SIAN THOMAS was too big for England. She needed the passion, space and divine madness only Russia could give.
From childhood she bridled at restrictions. Politicians, sexists, the KGB and Fashion would all become targets for her exuberant iconoclasm. Nor would her creativity be restricted as a teacher, cartoonist, graphic artist, film-maker, adventurer, gourmet and fashion anarchist - in short, she was a leader without trying to be.
She studied Russian at the age of 11 because no one else wanted to. In 1974, she and her Welsh father, Jim, and English mother, Jean, wandered the back roads of Russia in a caravan finding food and avoiding the KGB in a way no other foreigners could have done. After coming down from reading PPE at Jesus College, Oxford, she taught graphics in London - when she was not on the picket line or a woman's march. She and her equally energetic grandmother Nell travelled together from Cuba to Outer Mongolia.
Sian Thomas's wry sense of humour as a graphic designer and cartoonist led her to doing television titles for appropriately independent programmes such as The Cold War Game, Never Say Die and Cinema from Three Continents. Inevitably Thomas ended up researching and making programmes herself.
During the last seven years of her life, she would criss-cross the Soviet Union a dozen times, be on the first Soviet tank out of Afghanistan (for the film Afgantsi, 1989), be run out of Uzbekistan for uncovering KGB corruption, bring back previously untold stories from Arctic labour camps and make the most moving film on the August 1991 coup attempt I have seen.
The 10-minute film, for Russian television, came from within the crowd in front of the 'White House' - people, like Thomas, who were prepared to die if necessary because they would no longer be told what to do by cynical old men. While other journalists told of troop movements, Thomas's report in the Independent during the coup captured the emotions and voices of the street which would not be silenced.

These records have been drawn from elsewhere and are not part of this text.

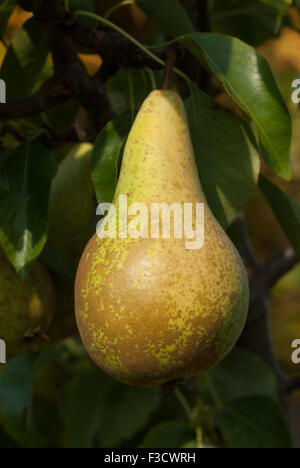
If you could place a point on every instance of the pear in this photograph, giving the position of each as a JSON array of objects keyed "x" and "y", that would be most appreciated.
[
  {"x": 72, "y": 203},
  {"x": 63, "y": 325},
  {"x": 150, "y": 310},
  {"x": 26, "y": 308}
]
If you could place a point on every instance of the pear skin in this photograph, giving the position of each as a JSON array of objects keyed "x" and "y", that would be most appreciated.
[
  {"x": 26, "y": 308},
  {"x": 72, "y": 202},
  {"x": 149, "y": 310}
]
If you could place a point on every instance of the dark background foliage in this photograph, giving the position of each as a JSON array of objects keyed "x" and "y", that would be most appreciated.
[{"x": 73, "y": 77}]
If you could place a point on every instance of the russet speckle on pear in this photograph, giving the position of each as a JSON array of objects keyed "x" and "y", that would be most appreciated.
[{"x": 149, "y": 310}]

During the turmoil of the last years of the Soviet Union, Sian Thomas met her husband and closest friend, Sasha Vlasov. The warmth Sian spread so freely among her friends came to rest on Sasha.
Sian Thomas was growing tired of the egos and hubris which are television. She was moving towards a new, unknown challenge when she joined the Peking-to-Paris bicycle ride meant to raise awareness of ecological disaster areas. Next to telephones, her great passion was her bicycle. As ever, she began the trip as an outsider. Within days she was running the show.
So it was that on 24 June, outside a small town in Siberia, Sian Thomas once again led the others, her long red hair flying in the wind as she rode down the narrow, potholed road. She died on that road, hit by a careering car. She lived to the last second with a life-force many of us feel was simply too strong to extinguish.